Every international relations textbook and playbook can be thrown away with the advent of the new global disorder. Trump has kicked off his foreign policy by introducing an incoherent foreign policy. On one hand, Trump claims he wants to partner with Russia on the war against «radical Islamic terrorism». Yet, Trump has also indicated, through his UN ambassador Nicky Haley and Defense Secretary James Mattis, that he is committed to NATO and wants Russia to withdraw from Crimea. It is well known that the annual National Football League’s Super Bowl coordinates its patriotic military-oriented events with the Pentagon. In recent past years, U.S. troops serving in places like Afghanistan and Iraq were featured during and after the game on the host stadium’s jumbotron television screens.

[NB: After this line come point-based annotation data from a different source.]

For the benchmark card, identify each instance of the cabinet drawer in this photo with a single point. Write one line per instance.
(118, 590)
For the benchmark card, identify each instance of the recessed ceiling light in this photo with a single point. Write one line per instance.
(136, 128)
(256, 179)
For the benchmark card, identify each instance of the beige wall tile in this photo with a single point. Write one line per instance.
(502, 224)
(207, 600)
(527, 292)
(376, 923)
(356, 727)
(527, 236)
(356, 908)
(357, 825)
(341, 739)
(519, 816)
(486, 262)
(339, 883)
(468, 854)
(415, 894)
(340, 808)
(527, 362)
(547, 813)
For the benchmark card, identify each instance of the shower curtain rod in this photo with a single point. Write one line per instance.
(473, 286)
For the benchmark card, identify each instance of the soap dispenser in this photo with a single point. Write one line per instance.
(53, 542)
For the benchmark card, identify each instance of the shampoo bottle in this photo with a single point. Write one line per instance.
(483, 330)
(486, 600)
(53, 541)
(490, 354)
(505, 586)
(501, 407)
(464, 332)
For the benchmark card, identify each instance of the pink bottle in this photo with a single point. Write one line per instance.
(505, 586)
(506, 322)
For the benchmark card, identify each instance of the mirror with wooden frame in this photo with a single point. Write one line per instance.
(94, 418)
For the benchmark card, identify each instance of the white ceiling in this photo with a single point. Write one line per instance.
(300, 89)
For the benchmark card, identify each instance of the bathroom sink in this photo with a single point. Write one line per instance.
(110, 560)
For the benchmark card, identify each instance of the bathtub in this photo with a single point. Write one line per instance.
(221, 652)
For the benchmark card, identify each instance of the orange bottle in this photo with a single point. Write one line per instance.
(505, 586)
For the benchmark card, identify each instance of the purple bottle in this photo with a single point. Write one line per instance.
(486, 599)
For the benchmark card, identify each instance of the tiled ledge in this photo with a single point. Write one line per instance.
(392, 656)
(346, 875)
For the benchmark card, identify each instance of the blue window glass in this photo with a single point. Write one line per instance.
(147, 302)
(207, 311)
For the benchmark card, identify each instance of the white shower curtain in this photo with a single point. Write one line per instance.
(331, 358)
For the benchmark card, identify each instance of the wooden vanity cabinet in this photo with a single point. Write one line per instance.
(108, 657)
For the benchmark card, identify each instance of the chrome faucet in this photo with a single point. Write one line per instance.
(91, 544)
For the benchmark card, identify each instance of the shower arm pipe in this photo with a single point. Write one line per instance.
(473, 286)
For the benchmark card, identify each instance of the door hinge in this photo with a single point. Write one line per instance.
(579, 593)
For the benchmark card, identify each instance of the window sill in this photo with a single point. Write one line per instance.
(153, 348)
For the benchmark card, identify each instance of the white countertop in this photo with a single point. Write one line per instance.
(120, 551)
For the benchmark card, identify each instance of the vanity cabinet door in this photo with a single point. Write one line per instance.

The 2017 Super Bowl in Houston was different. This year the live shot of U.S. troops with the 3rd Brigade Armored Brigade Combat Team, 4th Infantry Division, was from a military base in Zagan, Poland. The Pentagon’s psychological operations specialists wanted to convey the message that under Trump, the new U.S. front lines were no longer in Afghanistan and Iraq in a war against Muslim radical insurgents but in Poland with Russia as the new «enemy». The optics simply do not match Trump’s statements about seeking closer ties with Russia.